Now use the open command to open my_first_file.txt. Once you’ve opened it, read the contents of that file into a new variable called file_contents.

### Your code here

Solution#

with open("my_first_file.txt", "r") as f:
    file_contents = f.read()
print(file_contents)
My name is Sean.
This is line 2 of the file.
This is line 3 of the file.
This is line 4 of the file.
This is line 5 of the file.

File reading, continued#

Before, we read in the entire file as one big str. There are several other ways to interact with and read a file, however.

  • .read(n), where n refers to the number of characters you want to read.

  • .readlines(), which returns a list of each line in the file.

.read(n)#

The read function can be parameterized by the n argument, which tells Python how many characters of the file to read.

with open("my_first_file.txt", "r") as f:
    n_characters = f.read(10)
print(n_characters)
My name is
with open("my_first_file.txt", "r") as f:
    n_characters = f.read(15)
print(n_characters)
My name is Sean

.readlines()#

The readlines function returns a list, where each element in the list corresponds to a line in the file.

  • Lines are defined as being separated by a \n character.

with open("my_first_file.txt", "r") as f:
    all_lines = f.readlines()
all_lines
['My name is Sean.\n',
 'This is line 2 of the file.\n',
 'This is line 3 of the file.\n',
 'This is line 4 of the file.\n',
 'This is line 5 of the file.\n']

Check-in#

  • Use the readlines function to read in all lines from my_first_file.txt.

  • Then, use a for loop to iterate through each line.

    • For each line, replace the \n character with an empty character (i.e., "").

    • Then, print out the line.

### Your code here

Solution#

with open("my_first_file.txt", "r") as f:
    all_lines = f.readlines()
for line in all_lines:
    l = line.replace("\n", "")
    print(l)
My name is Sean.
This is line 2 of the file.
This is line 3 of the file.
This is line 4 of the file.
This is line 5 of the file.

Appending a file#

If you open a pre-existing file in the w mode, you can overwrite all of its existing content.

If you wish to simply add to that file, you can instead open it in the a mode: open("filename.txt", "a")

## Open in append mode
with open("my_first_file.txt", "a") as f:
    ## Syntax to write is the same.
    f.write("This is new text I'm adding.")
## Now let's check if it worked...
with open("my_first_file.txt", "r") as f:
    file_contents = f.read()
print(file_contents)
My name is Sean.
This is line 2 of the file.
This is line 3 of the file.
This is line 4 of the file.
This is line 5 of the file.
This is new text I'm adding.

Closing a file#

Technically, it is good practice to always close a file once you’ve opened it.

  • If you’re using the with keyword, it’ll automatically close the file once you finish the with block.

  • But if you’re not, you can close a file using var_name.close().

Conclusion#

There’s lots more to working with files (including text files), but this sets the foundation.
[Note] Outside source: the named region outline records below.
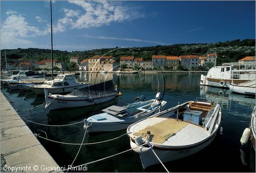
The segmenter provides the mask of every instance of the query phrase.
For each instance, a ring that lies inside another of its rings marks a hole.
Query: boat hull
[[[241,86],[230,84],[229,90],[234,93],[255,95],[255,86]]]
[[[153,146],[153,149],[162,162],[169,162],[191,156],[207,146],[215,138],[216,135],[212,134],[208,139],[200,145],[190,147],[180,148],[158,148]],[[130,140],[132,148],[136,148],[138,145]],[[160,163],[150,147],[140,146],[134,150],[139,153],[143,167],[146,167]]]
[[[107,96],[88,98],[86,96],[55,97],[50,95],[46,98],[46,100],[47,100],[46,109],[48,108],[51,111],[63,108],[87,106],[105,102],[113,99],[116,96],[116,93],[113,93]]]
[[[241,83],[248,81],[246,79],[226,79],[221,78],[214,78],[207,77],[202,75],[201,76],[200,85],[218,87],[221,88],[229,88],[230,83]]]
[[[92,123],[92,125],[87,129],[87,132],[88,133],[95,133],[95,132],[114,132],[121,131],[125,128],[127,128],[128,126],[132,124],[132,123],[139,121],[142,119],[148,117],[154,114],[154,113],[158,112],[160,110],[160,107],[156,109],[153,112],[150,112],[142,117],[138,117],[135,118],[127,118],[127,120],[124,120],[123,122],[108,122],[107,123],[98,123],[98,122],[93,122]],[[129,120],[129,119],[130,119]],[[87,124],[88,119],[84,120],[84,124]],[[90,119],[89,119],[90,121]],[[89,124],[91,123],[89,122]]]

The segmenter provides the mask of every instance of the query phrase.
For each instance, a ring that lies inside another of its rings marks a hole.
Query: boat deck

Now you should feel a little more comfortable:

  • Understanding how to navigate your computer’s directory structure.

    • E.g., knowing “where” a file is located.

  • Knowing how to open a file in Python.

  • Knowing how to read or write that file.

This will form the basis of working with future file types, such as .csv (a very common format for representing tabular data).